Les invités se levèrent alors que les domestiques s’empressaient de débarrasser. L’orchestre, jusqu’alors discret, lança une mélodie plus rythmée. Les danseurs affluèrent au centre de la pièce, les femmes d’un côté, les hommes de l’autre. Galatéa tenta une approche, un sourire enjôleur aux lèvres, mais Aël détourna le regard et resta en retrait. Elle soupira, puis accepta l’invitation de Riwall avec un enthousiasme exagéré.

Les danses s’enchaînèrent, rapides puis lentes, selon l’humeur des musiciens.

Après plusieurs conversations creuses avec des nobles ivres, Aël rejoignit Hérik, adossé à une colonne.

— Je dérange ? demanda-t-il dans son dos.

— Pas du tout, je fais une pause, dit-il en prenant une gorgée de liqueur.

— À enchaîner les femmes, pardon, les danses… En fait, où est ta sœur ?

— Elle est retournée dans nos appartements. Étonnant qu’elle n’ait pas tenté une danse avec toi, mais elle avait l’air épuisée.

— Moi aussi. J’en ai assez de cette soirée. Je voulais te saluer avant de m’éclipser.

— Déjà ? Je t’accompagne alors. Tu vas bien m’inviter à boire un verre ?

Ils quittèrent la salle, remontant les escaliers vers les quartiers royaux. Dans les couloirs sombres, ils croisèrent gardes et nobles. Certains cherchaient des recoins pour des affaires intimes. D’autres, ivres morts, séduisaient des statues ou vomissaient dans des vases d’apparat.

Un conseiller ronflait dans une alcôve, la bouche ouverte, une coupe encore pleine posée sur son ventre. Plus loin, un jeune seigneur glissait une bourse dans la main d’un conseiller, à peine dissimulée sous un pan de cape.

Et on pointe les mœurs d’Axarion, songea Aël en soupirant.

À l’étage de ses appartements, dans un recoin du couloir dissimulé derrière un paravent de lierre et de pierres polies, des lanternes tamisées diffusaient une lumière ambrée. Des gémissements étouffés se firent entendre.

Aël lança un regard inquiet à Hérik, qui s’approcha malgré ses avertissements. Il se glissa derrière une statue. Aël le suivit, à contrecœur.

— Certains prennent du bon temps, chuchota Hérik.
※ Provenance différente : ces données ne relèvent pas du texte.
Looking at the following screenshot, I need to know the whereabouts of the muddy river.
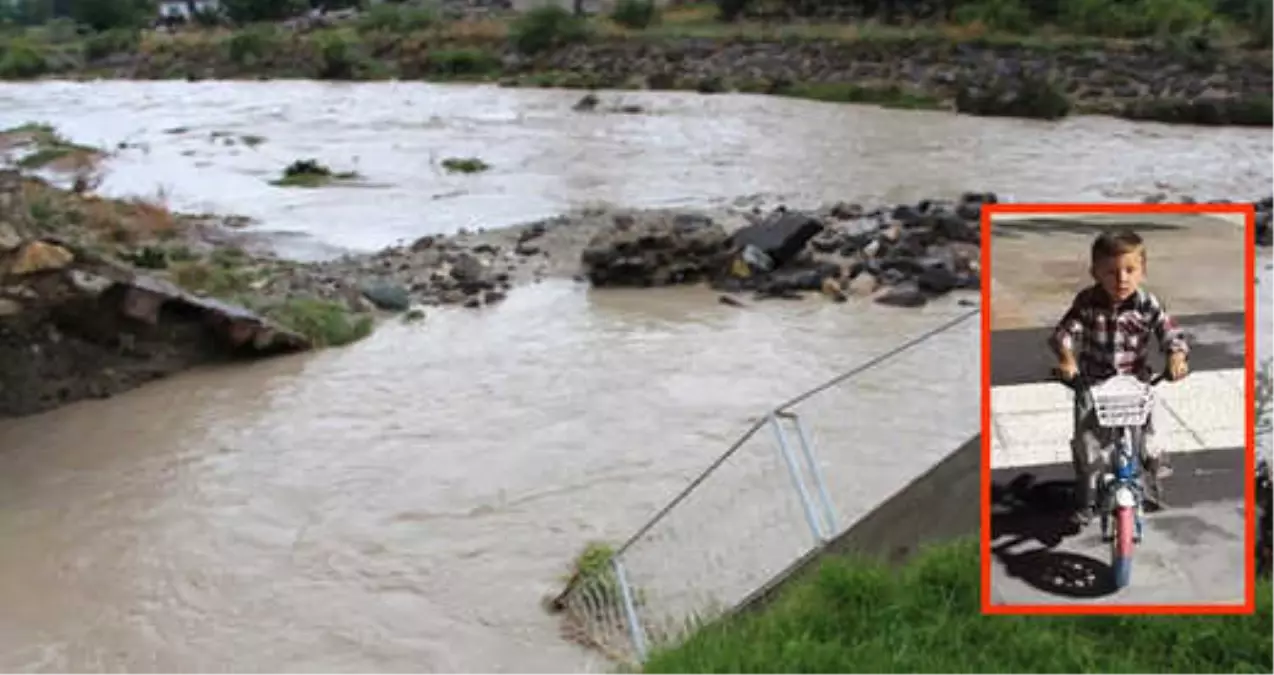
[0,83,1274,674]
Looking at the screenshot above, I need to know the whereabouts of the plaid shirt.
[1050,285,1190,380]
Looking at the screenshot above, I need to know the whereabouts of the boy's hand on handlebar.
[1055,360,1079,382]
[1168,352,1190,381]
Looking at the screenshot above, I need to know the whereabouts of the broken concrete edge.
[0,236,313,353]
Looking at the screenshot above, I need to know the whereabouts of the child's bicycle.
[1061,366,1164,588]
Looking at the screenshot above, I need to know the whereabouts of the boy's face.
[1092,251,1145,302]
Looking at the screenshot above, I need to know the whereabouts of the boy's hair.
[1092,229,1145,265]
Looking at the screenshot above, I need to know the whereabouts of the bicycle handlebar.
[1052,368,1172,391]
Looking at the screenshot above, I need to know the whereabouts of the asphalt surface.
[990,312,1250,605]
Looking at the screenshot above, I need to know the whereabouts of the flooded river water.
[0,82,1274,674]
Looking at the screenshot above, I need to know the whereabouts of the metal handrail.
[613,308,981,557]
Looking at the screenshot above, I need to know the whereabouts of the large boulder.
[731,209,823,267]
[581,211,730,287]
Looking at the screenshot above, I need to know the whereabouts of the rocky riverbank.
[0,112,1274,415]
[7,11,1274,125]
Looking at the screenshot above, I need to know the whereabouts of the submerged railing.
[553,309,981,662]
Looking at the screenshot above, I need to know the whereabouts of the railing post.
[610,555,646,664]
[791,413,840,536]
[768,413,827,543]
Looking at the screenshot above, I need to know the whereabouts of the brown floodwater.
[0,82,1274,674]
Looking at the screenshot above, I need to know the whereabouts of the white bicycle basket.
[1089,374,1154,427]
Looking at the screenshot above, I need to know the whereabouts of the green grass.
[645,541,1274,675]
[265,298,372,346]
[442,157,490,173]
[0,122,101,169]
[270,159,358,187]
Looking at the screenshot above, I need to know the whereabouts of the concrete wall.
[734,436,982,613]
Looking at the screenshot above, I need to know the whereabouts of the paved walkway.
[989,214,1249,604]
[991,313,1247,605]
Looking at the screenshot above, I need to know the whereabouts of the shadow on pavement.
[991,474,1116,599]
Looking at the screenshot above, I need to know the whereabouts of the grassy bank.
[645,541,1274,675]
[0,124,372,346]
[7,0,1274,125]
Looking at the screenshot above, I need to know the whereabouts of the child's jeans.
[1070,396,1162,508]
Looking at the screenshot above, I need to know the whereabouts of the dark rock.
[874,283,929,307]
[359,283,412,312]
[831,201,862,220]
[451,248,494,287]
[731,211,823,267]
[517,223,548,243]
[581,213,730,287]
[916,265,961,295]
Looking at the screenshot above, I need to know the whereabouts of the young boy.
[1050,229,1190,526]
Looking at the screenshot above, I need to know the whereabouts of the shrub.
[610,0,659,31]
[0,38,48,80]
[84,28,141,61]
[428,48,499,76]
[225,24,279,66]
[510,5,589,53]
[358,3,438,33]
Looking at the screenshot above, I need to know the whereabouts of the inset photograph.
[982,205,1252,613]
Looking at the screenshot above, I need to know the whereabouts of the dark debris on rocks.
[581,194,996,307]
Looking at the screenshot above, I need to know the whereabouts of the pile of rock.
[581,194,995,307]
[580,211,730,287]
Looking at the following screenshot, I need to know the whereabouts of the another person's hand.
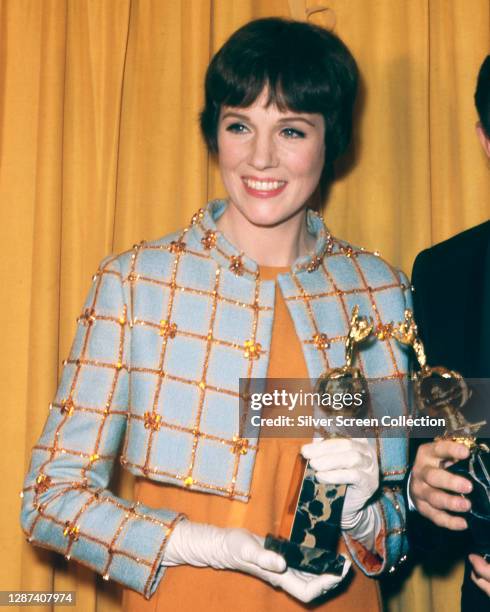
[301,438,379,530]
[163,520,351,602]
[468,555,490,597]
[408,440,472,531]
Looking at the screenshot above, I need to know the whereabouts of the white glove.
[301,438,381,549]
[162,520,350,602]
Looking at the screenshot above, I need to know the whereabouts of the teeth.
[243,179,286,191]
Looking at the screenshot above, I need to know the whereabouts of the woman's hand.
[163,521,350,602]
[301,438,379,530]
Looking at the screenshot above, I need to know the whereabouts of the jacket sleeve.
[343,271,413,576]
[21,253,183,598]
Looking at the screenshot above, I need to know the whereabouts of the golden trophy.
[265,306,373,575]
[394,310,490,559]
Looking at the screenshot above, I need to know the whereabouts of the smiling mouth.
[242,176,287,194]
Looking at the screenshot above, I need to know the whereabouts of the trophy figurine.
[264,306,373,576]
[394,310,490,558]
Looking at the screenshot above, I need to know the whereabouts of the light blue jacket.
[22,201,411,597]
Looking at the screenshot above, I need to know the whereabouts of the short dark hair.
[475,55,490,138]
[201,17,358,185]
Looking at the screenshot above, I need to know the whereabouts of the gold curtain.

— Je ne te savais pas voyeur.

Un cri. Un prénom. Aël se pencha. Contre un mur, Galatéa, les jambes enroulées autour de Riwall, gémissait sous ses caresses. Il détourna les yeux. Visage fermé. Ils n’ont rien à faire là. C’est de la provocation.
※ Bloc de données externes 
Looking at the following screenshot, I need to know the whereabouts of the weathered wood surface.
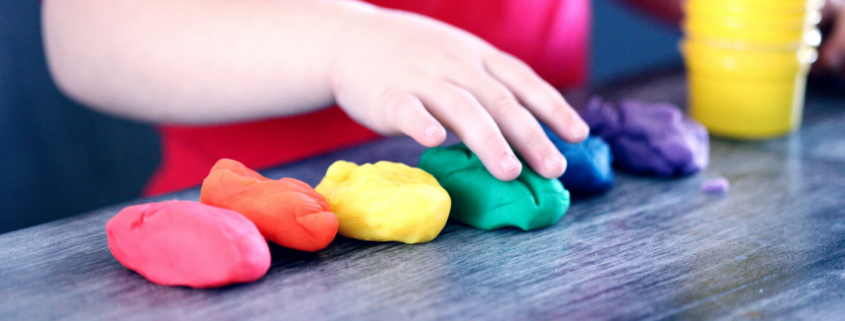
[0,73,845,320]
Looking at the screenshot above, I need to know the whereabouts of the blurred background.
[0,0,682,233]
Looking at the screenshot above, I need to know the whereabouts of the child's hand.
[819,0,845,76]
[329,10,589,180]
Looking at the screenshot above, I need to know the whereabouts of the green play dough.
[418,144,569,231]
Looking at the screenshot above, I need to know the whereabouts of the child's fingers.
[820,5,845,74]
[485,53,590,143]
[383,92,446,147]
[448,73,566,178]
[419,84,522,181]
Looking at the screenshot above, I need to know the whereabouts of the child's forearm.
[42,0,373,123]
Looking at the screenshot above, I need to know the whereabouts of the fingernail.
[425,124,440,137]
[499,155,521,173]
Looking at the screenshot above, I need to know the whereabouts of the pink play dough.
[106,201,270,288]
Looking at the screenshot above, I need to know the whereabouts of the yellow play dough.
[315,161,452,244]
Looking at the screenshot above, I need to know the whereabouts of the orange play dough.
[200,158,338,252]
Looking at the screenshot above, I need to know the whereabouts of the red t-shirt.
[145,0,590,195]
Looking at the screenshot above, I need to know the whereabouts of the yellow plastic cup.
[688,0,824,12]
[683,16,805,46]
[681,40,817,139]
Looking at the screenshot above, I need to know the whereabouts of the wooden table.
[0,72,845,320]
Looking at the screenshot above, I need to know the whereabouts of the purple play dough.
[701,177,730,194]
[581,97,710,176]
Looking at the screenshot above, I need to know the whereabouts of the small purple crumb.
[701,177,730,194]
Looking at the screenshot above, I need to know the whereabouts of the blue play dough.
[543,125,614,196]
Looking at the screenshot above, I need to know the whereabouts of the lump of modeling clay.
[200,158,338,252]
[106,201,270,288]
[581,97,710,177]
[419,144,569,231]
[316,161,452,244]
[543,125,614,196]
[701,177,730,194]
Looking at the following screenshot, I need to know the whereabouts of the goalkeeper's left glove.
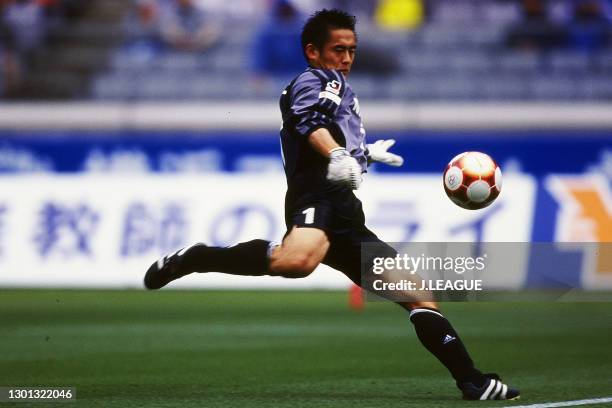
[366,139,404,167]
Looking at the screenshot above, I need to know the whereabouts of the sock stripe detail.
[410,308,444,318]
[480,380,497,401]
[489,381,502,399]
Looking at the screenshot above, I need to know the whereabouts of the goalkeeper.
[145,10,519,400]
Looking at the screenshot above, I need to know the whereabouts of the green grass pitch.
[0,290,612,408]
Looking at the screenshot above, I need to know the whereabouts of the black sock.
[410,308,486,387]
[180,239,270,276]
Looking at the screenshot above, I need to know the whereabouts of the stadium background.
[0,0,612,406]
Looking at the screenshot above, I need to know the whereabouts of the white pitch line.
[507,397,612,408]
Sans un mot, il fit demi-tour. Hérik le suivit. Dans le salon, Aël servit deux verres de liqueur de Pirn.

— Ça va ?

— Pourquoi ça n’irait pas ?

— Tu viens de surprendre ton frère avec ta fiancée…

— Et ça t’étonne ? Ce qui m’ennuie, c’est que ça ne suffira pas à faire annuler les fiançailles. Et cette vision va me hanter.

Il s’installa dans un fauteuil. Les flammes dansaient.

— Ton frère est vraiment tordu. On dirait qu’il veut tout ce que tu possèdes.

— Qu’il prenne tout, s’il y tient. Il s’acharne pour rien. Je le croyais plus intelligent.

— Tu vas prévenir ton père ?

— Il le saura. Et il étouffera ça. Comme toujours.

Il but une gorgée.

— Peu importe. J’ai hâte de quitter ce palais. Au moins un bon côté de la tournée royale.